How to implement t-SNE in a model?

I split my data to train/test. When i use PCA It is straight forward.

from sklearn.decomposition import PCA
pca = PCA()
X_train_pca = pca.fit_transform(X_train)
X_test_pca = pca.transform(X_test)

From here i can use X_train_pca and X_test_pca in the next step and so on..

But when i use t-SNE

from sklearn.manifold import TSNE
X_train_tsne = TSNE(n_components=2, random_state=0).fit_transform(X_train)

I can't seem to transform the test set so that i can use the t-SNE data for the next step e.g. SVM.

Any help?

2 answers

  • answered 2018-10-17 08:16 Gabriel M

    I believe that what you're trying to do is impossible.

    t-SNE makes a projection that tries to keep pairwise distances between the samples that you fit. So you cannot use a t-SNE model to predict a projection on new data without doing a refit.

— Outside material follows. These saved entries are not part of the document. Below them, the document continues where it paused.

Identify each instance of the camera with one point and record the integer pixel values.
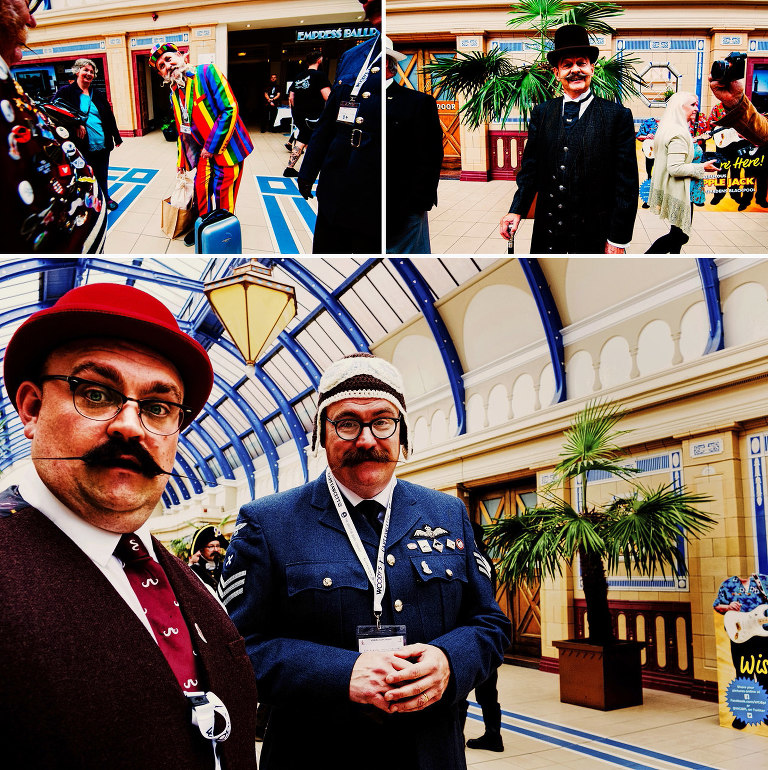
(729, 69)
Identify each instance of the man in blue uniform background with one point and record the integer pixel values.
(345, 150)
(310, 574)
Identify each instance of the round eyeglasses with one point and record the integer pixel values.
(349, 428)
(98, 401)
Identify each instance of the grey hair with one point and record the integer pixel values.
(80, 63)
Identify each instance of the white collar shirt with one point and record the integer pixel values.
(97, 544)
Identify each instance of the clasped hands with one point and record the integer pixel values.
(408, 679)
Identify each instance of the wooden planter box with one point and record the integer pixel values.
(601, 677)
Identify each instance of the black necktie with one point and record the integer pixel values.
(373, 511)
(571, 112)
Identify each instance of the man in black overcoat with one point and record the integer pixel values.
(415, 156)
(579, 163)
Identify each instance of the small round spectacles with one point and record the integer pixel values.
(349, 428)
(98, 401)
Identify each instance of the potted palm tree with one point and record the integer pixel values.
(493, 85)
(637, 532)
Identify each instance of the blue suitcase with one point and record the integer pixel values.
(218, 233)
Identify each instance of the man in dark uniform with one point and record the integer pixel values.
(579, 159)
(271, 103)
(415, 141)
(50, 199)
(367, 613)
(113, 653)
(345, 150)
(207, 555)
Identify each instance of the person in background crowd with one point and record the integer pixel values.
(98, 134)
(212, 136)
(368, 611)
(415, 139)
(206, 555)
(677, 163)
(307, 97)
(271, 103)
(114, 655)
(345, 150)
(50, 200)
(587, 199)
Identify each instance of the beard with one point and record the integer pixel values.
(13, 30)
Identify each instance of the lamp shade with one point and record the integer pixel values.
(253, 308)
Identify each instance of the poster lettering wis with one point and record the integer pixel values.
(740, 185)
(741, 634)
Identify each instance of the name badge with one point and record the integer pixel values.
(347, 112)
(380, 638)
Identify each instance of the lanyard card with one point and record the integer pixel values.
(380, 638)
(347, 112)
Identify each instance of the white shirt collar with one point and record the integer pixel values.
(355, 499)
(98, 544)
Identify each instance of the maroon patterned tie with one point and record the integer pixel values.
(154, 592)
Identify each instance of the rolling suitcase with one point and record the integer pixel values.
(218, 233)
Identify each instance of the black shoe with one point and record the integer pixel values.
(487, 741)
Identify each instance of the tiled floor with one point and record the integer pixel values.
(466, 221)
(667, 732)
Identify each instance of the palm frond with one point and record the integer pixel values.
(646, 528)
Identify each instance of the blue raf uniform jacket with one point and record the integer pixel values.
(297, 592)
(349, 189)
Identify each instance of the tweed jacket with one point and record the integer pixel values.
(214, 117)
(82, 683)
(415, 139)
(297, 592)
(586, 178)
(349, 164)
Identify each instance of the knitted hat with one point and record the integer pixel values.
(360, 375)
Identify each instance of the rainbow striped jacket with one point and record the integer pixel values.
(216, 124)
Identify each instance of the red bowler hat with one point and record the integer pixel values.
(108, 310)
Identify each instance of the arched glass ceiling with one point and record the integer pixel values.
(344, 304)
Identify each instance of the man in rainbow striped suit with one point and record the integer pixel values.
(212, 136)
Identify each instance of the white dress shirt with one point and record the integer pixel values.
(97, 544)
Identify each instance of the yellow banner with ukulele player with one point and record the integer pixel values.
(741, 632)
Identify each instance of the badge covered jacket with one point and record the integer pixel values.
(297, 592)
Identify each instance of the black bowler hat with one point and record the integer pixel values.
(572, 40)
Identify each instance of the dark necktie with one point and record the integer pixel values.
(373, 511)
(154, 592)
(571, 112)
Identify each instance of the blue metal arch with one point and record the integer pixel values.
(270, 450)
(237, 445)
(550, 320)
(423, 295)
(197, 487)
(710, 284)
(204, 470)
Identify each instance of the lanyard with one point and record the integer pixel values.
(378, 578)
(365, 70)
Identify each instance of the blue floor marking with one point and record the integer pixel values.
(680, 762)
(135, 179)
(273, 188)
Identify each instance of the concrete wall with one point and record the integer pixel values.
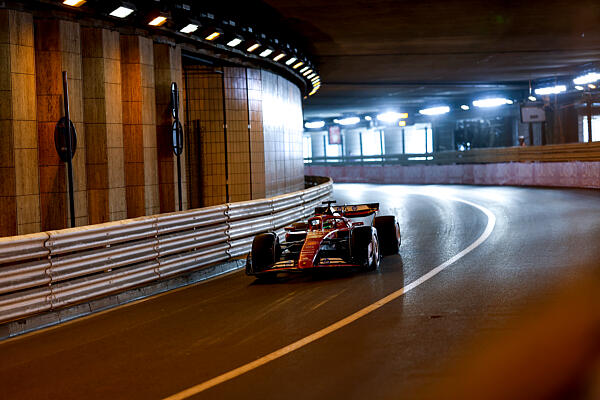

    On the other hand, I would not give the output of a t-SNE as input to a classifier. Mainly because t-SNE is highly non linear and somewhat random and you can get very different outputs depending with different runs and different values of perplexity.

    See this explanation of t-SNE.

    However, if you really with to use t-SNE for this purpose, you'll have to fit your t-SNE model on the whole data, and once it is fitted you make your train and test splits.

    from sklearn.manifold import TSNE
    
    size_train = X_train.shape[0]
    X = np.vstack((X_train,X_test))
    
    X_tsne = TSNE(n_components=2, random_state=0).fit_transform( X ) 
    X_train_tsne = X_tsne[0:size_train,:]
    X_test_tsne  = X_tsne[size_train:,:]
    

  • answered 2018-10-17 08:25 Danylo Baibak

    According to the documentation TSNE is a tool to visualize high-dimensional data. A bit lower in the description we can find: it is highly recommended to use another dimensionality reduction method (e.g. PCA for dense data or TruncatedSVD for sparse data) to reduce the number of dimensions.

    My suggestion would be use TSNE for visualisation and PCA or TruncatedSVD as a part of the machine learning model.